According to documents from GAI Consultants Inc. in their 1987 survey of the canal, the location of the end of the canal was fiercely debated between residents of Pittsburgh and what was then Allegheny City [now our Northside], Pittsburgh’s competitive neighbor north of the Allegheny River.
The original concept would have had the canal end in Allegheny City, but a compromise routed the canal through an aqueduct across the Allegheny and down to the Monongahela River.
The canal in the Pittsburgh area required four locks to accommodate an uneven terrain, as well as the bridge aqueduct crossing the river. Locks No. 3 and No. 4 were located on the Northside in Allegheny City, along with a “collectors office” building.

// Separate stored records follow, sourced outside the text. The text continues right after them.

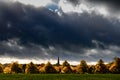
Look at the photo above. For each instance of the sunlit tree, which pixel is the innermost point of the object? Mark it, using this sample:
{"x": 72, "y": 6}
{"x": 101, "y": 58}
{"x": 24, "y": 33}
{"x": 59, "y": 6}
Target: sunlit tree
{"x": 49, "y": 68}
{"x": 100, "y": 67}
{"x": 31, "y": 68}
{"x": 115, "y": 67}
{"x": 66, "y": 67}
{"x": 15, "y": 68}
{"x": 82, "y": 68}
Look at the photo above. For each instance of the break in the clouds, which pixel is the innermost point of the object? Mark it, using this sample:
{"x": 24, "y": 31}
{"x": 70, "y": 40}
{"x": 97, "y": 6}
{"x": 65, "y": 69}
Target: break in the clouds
{"x": 72, "y": 30}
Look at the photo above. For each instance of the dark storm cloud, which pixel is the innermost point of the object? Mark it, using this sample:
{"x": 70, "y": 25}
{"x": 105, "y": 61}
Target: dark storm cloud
{"x": 25, "y": 30}
{"x": 112, "y": 2}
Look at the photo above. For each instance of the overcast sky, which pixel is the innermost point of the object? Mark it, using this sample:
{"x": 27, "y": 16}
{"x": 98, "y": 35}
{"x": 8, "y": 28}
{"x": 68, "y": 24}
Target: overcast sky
{"x": 41, "y": 30}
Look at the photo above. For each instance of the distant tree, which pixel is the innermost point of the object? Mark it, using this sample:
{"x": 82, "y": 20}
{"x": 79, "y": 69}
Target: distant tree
{"x": 7, "y": 70}
{"x": 82, "y": 68}
{"x": 1, "y": 68}
{"x": 65, "y": 63}
{"x": 100, "y": 67}
{"x": 49, "y": 68}
{"x": 91, "y": 69}
{"x": 23, "y": 68}
{"x": 31, "y": 68}
{"x": 66, "y": 67}
{"x": 115, "y": 67}
{"x": 15, "y": 68}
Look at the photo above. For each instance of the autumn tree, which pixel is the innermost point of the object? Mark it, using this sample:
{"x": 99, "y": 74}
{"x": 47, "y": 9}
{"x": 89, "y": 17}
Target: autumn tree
{"x": 91, "y": 69}
{"x": 49, "y": 68}
{"x": 31, "y": 68}
{"x": 66, "y": 67}
{"x": 15, "y": 68}
{"x": 82, "y": 68}
{"x": 1, "y": 68}
{"x": 115, "y": 67}
{"x": 100, "y": 67}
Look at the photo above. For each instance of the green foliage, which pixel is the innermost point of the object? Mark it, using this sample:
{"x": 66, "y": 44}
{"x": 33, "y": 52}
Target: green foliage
{"x": 15, "y": 68}
{"x": 31, "y": 68}
{"x": 115, "y": 67}
{"x": 59, "y": 77}
{"x": 49, "y": 68}
{"x": 82, "y": 68}
{"x": 65, "y": 63}
{"x": 100, "y": 67}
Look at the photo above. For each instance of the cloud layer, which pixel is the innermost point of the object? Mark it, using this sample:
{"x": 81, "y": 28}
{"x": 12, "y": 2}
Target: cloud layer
{"x": 38, "y": 32}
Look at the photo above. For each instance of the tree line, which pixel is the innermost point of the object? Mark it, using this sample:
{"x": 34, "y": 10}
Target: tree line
{"x": 82, "y": 68}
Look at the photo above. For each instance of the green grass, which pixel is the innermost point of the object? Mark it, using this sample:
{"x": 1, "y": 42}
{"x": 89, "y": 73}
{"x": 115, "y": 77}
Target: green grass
{"x": 59, "y": 76}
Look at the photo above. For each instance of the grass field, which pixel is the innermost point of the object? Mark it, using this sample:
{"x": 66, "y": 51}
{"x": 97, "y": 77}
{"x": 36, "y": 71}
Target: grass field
{"x": 59, "y": 76}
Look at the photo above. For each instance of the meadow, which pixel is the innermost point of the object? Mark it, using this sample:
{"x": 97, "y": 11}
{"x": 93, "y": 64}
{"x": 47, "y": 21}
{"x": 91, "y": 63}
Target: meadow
{"x": 59, "y": 76}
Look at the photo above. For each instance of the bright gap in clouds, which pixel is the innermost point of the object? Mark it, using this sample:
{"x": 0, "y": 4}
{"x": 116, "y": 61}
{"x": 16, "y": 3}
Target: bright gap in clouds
{"x": 37, "y": 3}
{"x": 7, "y": 60}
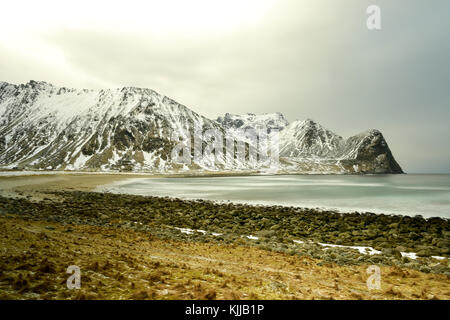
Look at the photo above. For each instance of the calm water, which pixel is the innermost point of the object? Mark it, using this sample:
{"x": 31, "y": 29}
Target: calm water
{"x": 428, "y": 195}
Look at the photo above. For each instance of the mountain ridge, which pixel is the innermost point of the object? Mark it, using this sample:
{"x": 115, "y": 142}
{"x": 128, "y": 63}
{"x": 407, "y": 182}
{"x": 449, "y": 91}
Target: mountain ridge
{"x": 43, "y": 126}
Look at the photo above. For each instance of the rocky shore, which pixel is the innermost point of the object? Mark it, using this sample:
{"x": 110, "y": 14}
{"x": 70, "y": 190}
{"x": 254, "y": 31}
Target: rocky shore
{"x": 293, "y": 231}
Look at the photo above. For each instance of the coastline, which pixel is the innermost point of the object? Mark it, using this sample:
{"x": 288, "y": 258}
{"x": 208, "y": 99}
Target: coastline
{"x": 65, "y": 202}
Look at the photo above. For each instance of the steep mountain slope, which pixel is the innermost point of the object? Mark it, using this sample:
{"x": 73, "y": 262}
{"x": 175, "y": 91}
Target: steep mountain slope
{"x": 271, "y": 121}
{"x": 46, "y": 127}
{"x": 308, "y": 139}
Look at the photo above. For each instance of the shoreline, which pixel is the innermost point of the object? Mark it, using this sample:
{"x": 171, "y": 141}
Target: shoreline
{"x": 58, "y": 207}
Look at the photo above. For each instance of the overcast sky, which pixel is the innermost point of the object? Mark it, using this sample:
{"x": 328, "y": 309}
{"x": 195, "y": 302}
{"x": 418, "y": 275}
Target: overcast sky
{"x": 305, "y": 58}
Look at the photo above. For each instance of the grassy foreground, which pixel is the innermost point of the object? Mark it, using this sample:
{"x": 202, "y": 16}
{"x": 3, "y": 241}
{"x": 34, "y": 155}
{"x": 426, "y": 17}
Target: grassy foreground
{"x": 128, "y": 264}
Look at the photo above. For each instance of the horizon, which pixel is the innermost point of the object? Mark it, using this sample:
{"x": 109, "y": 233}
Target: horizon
{"x": 306, "y": 60}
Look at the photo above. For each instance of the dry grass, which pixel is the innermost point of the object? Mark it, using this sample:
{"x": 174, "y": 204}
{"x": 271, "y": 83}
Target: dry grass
{"x": 125, "y": 264}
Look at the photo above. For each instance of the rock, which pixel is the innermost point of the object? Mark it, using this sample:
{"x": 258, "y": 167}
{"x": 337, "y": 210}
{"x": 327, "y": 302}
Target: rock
{"x": 392, "y": 252}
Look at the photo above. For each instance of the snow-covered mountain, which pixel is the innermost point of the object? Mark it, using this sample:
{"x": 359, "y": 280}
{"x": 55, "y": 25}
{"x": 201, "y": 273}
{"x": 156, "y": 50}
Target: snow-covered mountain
{"x": 271, "y": 121}
{"x": 47, "y": 127}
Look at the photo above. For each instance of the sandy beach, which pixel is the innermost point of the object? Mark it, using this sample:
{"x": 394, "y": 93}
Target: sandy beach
{"x": 136, "y": 247}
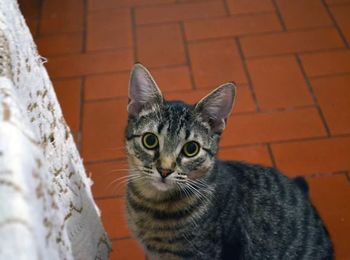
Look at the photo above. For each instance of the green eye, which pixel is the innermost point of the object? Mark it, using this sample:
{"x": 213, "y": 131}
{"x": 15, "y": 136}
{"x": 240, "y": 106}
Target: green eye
{"x": 150, "y": 141}
{"x": 191, "y": 149}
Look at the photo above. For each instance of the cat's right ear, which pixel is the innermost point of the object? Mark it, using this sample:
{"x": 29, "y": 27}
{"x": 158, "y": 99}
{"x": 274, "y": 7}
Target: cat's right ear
{"x": 144, "y": 93}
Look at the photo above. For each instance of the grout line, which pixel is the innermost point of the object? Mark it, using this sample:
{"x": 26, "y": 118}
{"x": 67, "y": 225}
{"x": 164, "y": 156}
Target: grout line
{"x": 201, "y": 19}
{"x": 305, "y": 139}
{"x": 246, "y": 71}
{"x": 99, "y": 198}
{"x": 265, "y": 33}
{"x": 227, "y": 8}
{"x": 340, "y": 32}
{"x": 325, "y": 174}
{"x": 80, "y": 128}
{"x": 347, "y": 175}
{"x": 337, "y": 4}
{"x": 187, "y": 55}
{"x": 293, "y": 52}
{"x": 314, "y": 98}
{"x": 269, "y": 149}
{"x": 278, "y": 12}
{"x": 116, "y": 71}
{"x": 134, "y": 33}
{"x": 119, "y": 238}
{"x": 330, "y": 75}
{"x": 84, "y": 32}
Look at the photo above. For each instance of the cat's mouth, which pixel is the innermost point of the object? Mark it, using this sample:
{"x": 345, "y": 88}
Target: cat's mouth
{"x": 162, "y": 184}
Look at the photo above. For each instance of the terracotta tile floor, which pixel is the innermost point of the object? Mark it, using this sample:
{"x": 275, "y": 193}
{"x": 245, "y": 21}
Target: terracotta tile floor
{"x": 290, "y": 58}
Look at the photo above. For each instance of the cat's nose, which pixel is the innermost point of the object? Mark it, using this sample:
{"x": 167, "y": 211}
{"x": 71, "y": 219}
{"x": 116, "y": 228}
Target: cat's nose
{"x": 164, "y": 172}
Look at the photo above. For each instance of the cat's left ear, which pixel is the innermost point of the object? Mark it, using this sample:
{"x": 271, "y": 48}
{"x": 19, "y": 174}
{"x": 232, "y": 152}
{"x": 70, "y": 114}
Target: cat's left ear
{"x": 216, "y": 107}
{"x": 143, "y": 90}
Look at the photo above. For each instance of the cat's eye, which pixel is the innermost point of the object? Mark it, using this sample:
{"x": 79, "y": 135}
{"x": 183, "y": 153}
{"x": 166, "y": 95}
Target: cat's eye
{"x": 191, "y": 149}
{"x": 150, "y": 141}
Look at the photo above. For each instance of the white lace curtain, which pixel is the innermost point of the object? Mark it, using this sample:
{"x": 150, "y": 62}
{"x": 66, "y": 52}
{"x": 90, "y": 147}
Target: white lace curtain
{"x": 46, "y": 206}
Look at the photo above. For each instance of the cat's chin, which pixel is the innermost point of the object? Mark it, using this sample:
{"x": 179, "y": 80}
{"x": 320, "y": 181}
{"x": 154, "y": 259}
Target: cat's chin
{"x": 162, "y": 186}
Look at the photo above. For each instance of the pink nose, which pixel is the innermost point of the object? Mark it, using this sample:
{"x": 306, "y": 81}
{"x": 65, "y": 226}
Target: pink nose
{"x": 164, "y": 172}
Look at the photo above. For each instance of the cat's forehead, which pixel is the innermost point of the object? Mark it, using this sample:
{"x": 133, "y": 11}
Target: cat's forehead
{"x": 177, "y": 116}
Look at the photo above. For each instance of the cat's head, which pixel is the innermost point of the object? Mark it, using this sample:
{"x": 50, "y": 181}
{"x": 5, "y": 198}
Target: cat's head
{"x": 170, "y": 143}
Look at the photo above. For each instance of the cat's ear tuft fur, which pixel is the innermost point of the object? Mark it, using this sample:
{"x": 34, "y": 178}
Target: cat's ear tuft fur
{"x": 216, "y": 107}
{"x": 143, "y": 90}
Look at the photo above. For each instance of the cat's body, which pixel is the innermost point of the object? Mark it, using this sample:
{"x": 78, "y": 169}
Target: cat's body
{"x": 186, "y": 204}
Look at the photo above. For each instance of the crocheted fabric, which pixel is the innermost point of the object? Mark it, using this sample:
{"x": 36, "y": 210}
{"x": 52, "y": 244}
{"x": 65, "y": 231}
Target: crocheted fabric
{"x": 46, "y": 206}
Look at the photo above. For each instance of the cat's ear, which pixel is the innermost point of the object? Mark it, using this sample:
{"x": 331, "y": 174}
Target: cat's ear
{"x": 143, "y": 90}
{"x": 216, "y": 107}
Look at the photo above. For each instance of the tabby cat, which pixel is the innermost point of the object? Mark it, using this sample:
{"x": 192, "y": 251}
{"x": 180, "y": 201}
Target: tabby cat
{"x": 184, "y": 203}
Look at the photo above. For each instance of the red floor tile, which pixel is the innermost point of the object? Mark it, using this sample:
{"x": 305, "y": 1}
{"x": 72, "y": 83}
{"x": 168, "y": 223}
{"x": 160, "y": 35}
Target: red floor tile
{"x": 110, "y": 4}
{"x": 62, "y": 16}
{"x": 69, "y": 95}
{"x": 108, "y": 85}
{"x": 335, "y": 2}
{"x": 103, "y": 130}
{"x": 326, "y": 63}
{"x": 333, "y": 94}
{"x": 30, "y": 8}
{"x": 317, "y": 15}
{"x": 342, "y": 17}
{"x": 154, "y": 43}
{"x": 114, "y": 217}
{"x": 253, "y": 154}
{"x": 90, "y": 63}
{"x": 331, "y": 196}
{"x": 272, "y": 127}
{"x": 179, "y": 12}
{"x": 291, "y": 42}
{"x": 109, "y": 29}
{"x": 126, "y": 249}
{"x": 313, "y": 156}
{"x": 108, "y": 178}
{"x": 250, "y": 6}
{"x": 60, "y": 44}
{"x": 232, "y": 26}
{"x": 208, "y": 70}
{"x": 278, "y": 82}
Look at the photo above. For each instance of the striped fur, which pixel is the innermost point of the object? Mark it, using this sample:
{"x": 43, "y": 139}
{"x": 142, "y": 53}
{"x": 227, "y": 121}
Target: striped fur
{"x": 207, "y": 208}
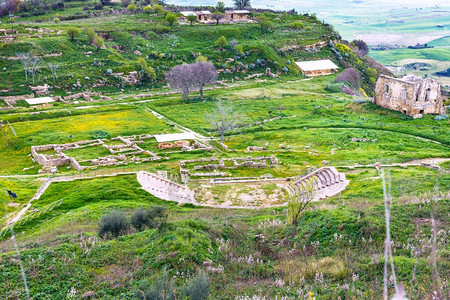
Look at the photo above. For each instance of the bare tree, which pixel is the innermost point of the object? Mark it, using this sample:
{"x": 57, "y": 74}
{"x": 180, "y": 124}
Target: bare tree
{"x": 224, "y": 117}
{"x": 54, "y": 69}
{"x": 217, "y": 16}
{"x": 241, "y": 4}
{"x": 299, "y": 196}
{"x": 25, "y": 58}
{"x": 203, "y": 73}
{"x": 35, "y": 64}
{"x": 387, "y": 243}
{"x": 180, "y": 77}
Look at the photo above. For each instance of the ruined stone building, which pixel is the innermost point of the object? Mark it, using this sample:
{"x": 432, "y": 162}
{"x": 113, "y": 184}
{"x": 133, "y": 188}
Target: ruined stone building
{"x": 410, "y": 95}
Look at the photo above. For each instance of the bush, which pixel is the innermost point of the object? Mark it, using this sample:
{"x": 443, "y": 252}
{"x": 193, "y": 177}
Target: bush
{"x": 114, "y": 224}
{"x": 350, "y": 76}
{"x": 162, "y": 289}
{"x": 170, "y": 18}
{"x": 73, "y": 32}
{"x": 196, "y": 288}
{"x": 297, "y": 270}
{"x": 150, "y": 217}
{"x": 158, "y": 9}
{"x": 132, "y": 7}
{"x": 221, "y": 42}
{"x": 296, "y": 25}
{"x": 91, "y": 34}
{"x": 335, "y": 87}
{"x": 148, "y": 9}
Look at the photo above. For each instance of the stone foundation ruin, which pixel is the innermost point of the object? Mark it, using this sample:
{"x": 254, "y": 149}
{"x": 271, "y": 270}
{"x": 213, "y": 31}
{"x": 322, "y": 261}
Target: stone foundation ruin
{"x": 411, "y": 95}
{"x": 122, "y": 153}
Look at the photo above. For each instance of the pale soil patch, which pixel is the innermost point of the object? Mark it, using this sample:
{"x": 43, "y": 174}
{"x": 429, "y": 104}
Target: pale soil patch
{"x": 397, "y": 38}
{"x": 436, "y": 66}
{"x": 258, "y": 194}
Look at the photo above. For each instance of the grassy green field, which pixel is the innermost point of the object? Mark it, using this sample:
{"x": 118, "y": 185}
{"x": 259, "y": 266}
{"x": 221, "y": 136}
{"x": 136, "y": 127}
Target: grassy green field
{"x": 335, "y": 250}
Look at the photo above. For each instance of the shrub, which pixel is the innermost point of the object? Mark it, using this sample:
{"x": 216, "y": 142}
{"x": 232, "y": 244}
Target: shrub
{"x": 350, "y": 76}
{"x": 91, "y": 34}
{"x": 148, "y": 9}
{"x": 132, "y": 7}
{"x": 297, "y": 25}
{"x": 197, "y": 288}
{"x": 162, "y": 289}
{"x": 295, "y": 270}
{"x": 335, "y": 87}
{"x": 170, "y": 18}
{"x": 192, "y": 18}
{"x": 239, "y": 49}
{"x": 125, "y": 3}
{"x": 265, "y": 24}
{"x": 221, "y": 42}
{"x": 114, "y": 224}
{"x": 73, "y": 32}
{"x": 158, "y": 9}
{"x": 150, "y": 217}
{"x": 363, "y": 49}
{"x": 98, "y": 43}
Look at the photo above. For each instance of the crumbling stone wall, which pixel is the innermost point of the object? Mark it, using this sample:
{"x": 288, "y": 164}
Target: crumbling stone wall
{"x": 410, "y": 95}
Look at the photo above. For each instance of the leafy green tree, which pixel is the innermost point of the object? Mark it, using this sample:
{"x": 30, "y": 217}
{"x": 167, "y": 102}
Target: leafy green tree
{"x": 158, "y": 9}
{"x": 220, "y": 6}
{"x": 125, "y": 3}
{"x": 239, "y": 49}
{"x": 147, "y": 71}
{"x": 217, "y": 15}
{"x": 241, "y": 4}
{"x": 132, "y": 7}
{"x": 148, "y": 9}
{"x": 371, "y": 77}
{"x": 73, "y": 32}
{"x": 221, "y": 42}
{"x": 98, "y": 42}
{"x": 192, "y": 18}
{"x": 91, "y": 35}
{"x": 171, "y": 18}
{"x": 265, "y": 24}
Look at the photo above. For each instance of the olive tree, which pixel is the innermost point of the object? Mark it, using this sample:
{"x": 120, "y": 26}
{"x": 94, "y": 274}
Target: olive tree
{"x": 73, "y": 32}
{"x": 179, "y": 77}
{"x": 35, "y": 64}
{"x": 53, "y": 69}
{"x": 25, "y": 58}
{"x": 187, "y": 76}
{"x": 171, "y": 18}
{"x": 224, "y": 117}
{"x": 217, "y": 15}
{"x": 192, "y": 19}
{"x": 203, "y": 73}
{"x": 241, "y": 4}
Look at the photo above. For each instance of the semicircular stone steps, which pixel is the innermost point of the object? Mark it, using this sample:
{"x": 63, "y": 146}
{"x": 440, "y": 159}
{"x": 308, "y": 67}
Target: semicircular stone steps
{"x": 326, "y": 182}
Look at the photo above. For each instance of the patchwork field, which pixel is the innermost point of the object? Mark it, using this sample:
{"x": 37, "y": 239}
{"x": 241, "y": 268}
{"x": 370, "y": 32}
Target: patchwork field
{"x": 96, "y": 230}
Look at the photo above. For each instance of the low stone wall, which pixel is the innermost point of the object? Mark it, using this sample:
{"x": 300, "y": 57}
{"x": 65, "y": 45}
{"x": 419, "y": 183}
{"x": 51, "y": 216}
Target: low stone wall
{"x": 165, "y": 189}
{"x": 326, "y": 182}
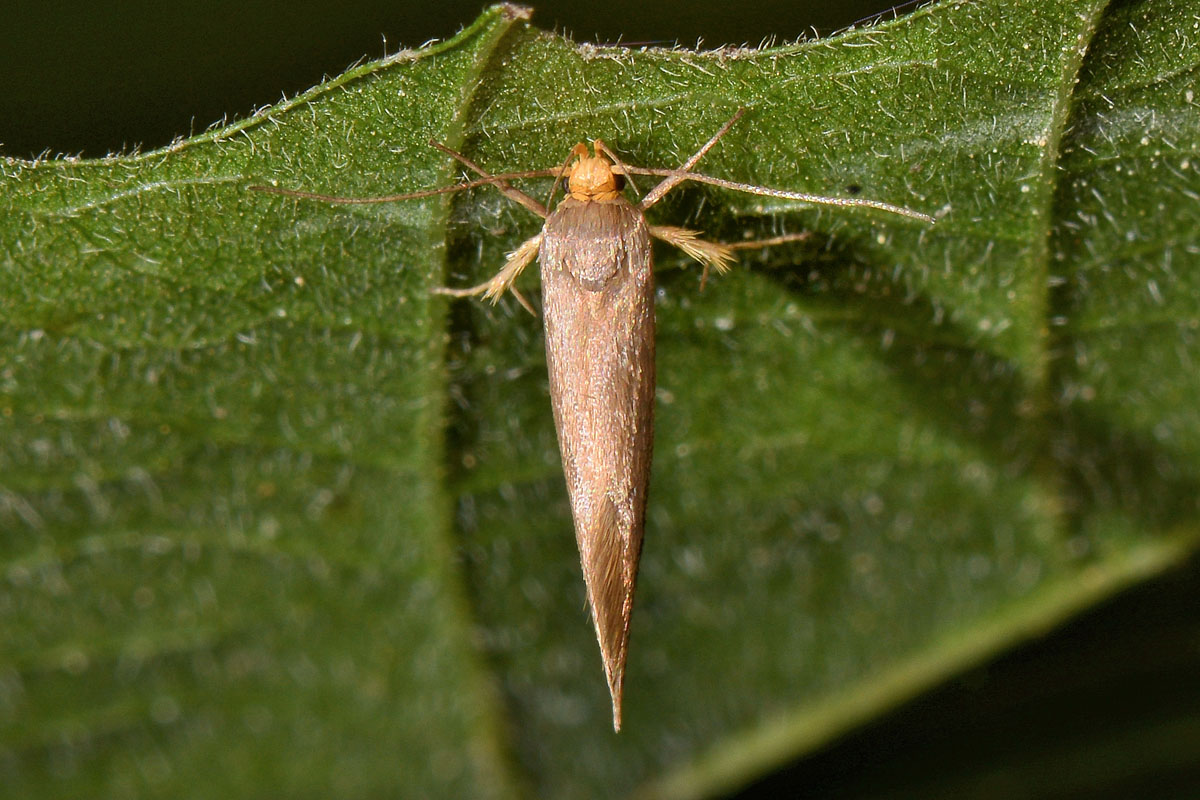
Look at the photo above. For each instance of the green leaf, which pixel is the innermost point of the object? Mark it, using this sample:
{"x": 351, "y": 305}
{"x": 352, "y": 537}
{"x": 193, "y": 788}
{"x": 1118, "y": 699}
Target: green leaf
{"x": 280, "y": 523}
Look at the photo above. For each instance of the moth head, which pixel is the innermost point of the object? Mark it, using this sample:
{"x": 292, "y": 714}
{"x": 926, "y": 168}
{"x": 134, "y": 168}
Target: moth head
{"x": 593, "y": 176}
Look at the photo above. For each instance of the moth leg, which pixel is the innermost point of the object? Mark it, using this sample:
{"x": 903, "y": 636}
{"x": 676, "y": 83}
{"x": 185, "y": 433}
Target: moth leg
{"x": 712, "y": 254}
{"x": 774, "y": 240}
{"x": 503, "y": 281}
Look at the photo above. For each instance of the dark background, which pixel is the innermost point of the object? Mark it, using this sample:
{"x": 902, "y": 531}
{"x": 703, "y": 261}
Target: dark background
{"x": 1102, "y": 708}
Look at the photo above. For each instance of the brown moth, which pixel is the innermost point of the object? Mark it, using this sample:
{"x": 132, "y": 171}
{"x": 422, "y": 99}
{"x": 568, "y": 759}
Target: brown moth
{"x": 598, "y": 300}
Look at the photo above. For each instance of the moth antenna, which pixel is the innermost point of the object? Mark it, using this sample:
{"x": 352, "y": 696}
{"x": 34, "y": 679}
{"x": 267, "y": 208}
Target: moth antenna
{"x": 390, "y": 198}
{"x": 675, "y": 176}
{"x": 501, "y": 181}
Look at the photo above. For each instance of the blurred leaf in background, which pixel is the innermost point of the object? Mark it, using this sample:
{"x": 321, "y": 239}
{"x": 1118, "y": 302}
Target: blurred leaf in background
{"x": 276, "y": 522}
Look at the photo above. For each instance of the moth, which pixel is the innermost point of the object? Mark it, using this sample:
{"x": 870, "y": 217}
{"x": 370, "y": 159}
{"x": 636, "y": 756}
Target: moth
{"x": 598, "y": 302}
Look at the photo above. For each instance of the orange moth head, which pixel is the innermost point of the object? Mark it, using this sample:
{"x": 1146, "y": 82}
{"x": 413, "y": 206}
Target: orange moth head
{"x": 593, "y": 176}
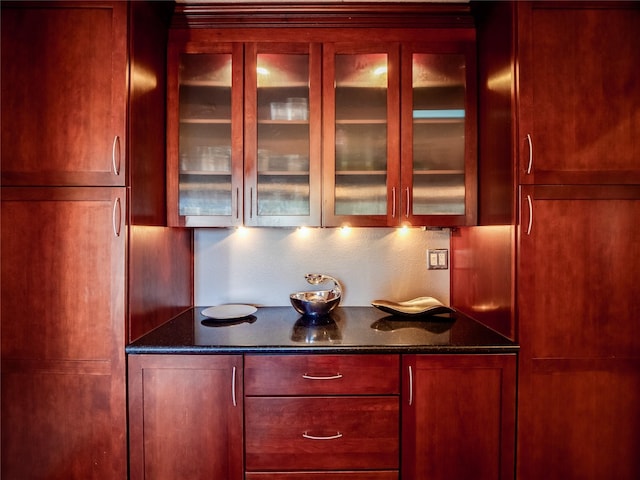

The locks were 90 feet by 15 feet and 138 feet long and used water displacement as the method of determining payment.
Boats would enter and be weighed at one lock, and then lifted using the next lock, for their trip across the river and into Pittsburgh. Eventually the growing dominance of railroads during the 1850s rendered the Canal system obsolete and in some areas of Pittsburgh, including the Northside, the canal was filled in and used as the railroad right of way.
By filling in the empty canal, pieces of the locks were better preserved than in many other areas of the country, where canals were torn out and replaced in a more haphazard development.
According to the documents created by GAI Consultants, Inc., and their lead archaeologist John F. Bauman, “These fragments of this once important complex are all that remain to inform present and future generations of the physical configuration and operation function of the liftlock and weighlock system in Pittsburgh.”
“Since this was one of the earliest, if not the first, major hydrological engineering project in Western Pennsylvania, it is a significant historical resource.”
Burns noted that the lock and canal stones are a piece of recovered history at a time when thousands of people and businesses lost their own personal history to the massive construction project I-279.
“There was a huge physical and human impact of this highway in the neighborhood,” Burns said. “Nobody can come back to where their grandparents lived or where they grew up. They can’t even stand on the same ground.”
Burns summed up the history of the canal and the I-279 project that uncovered it in one sentence.
“The canal and the lock were symbolic of the price that people paid for this new highway.”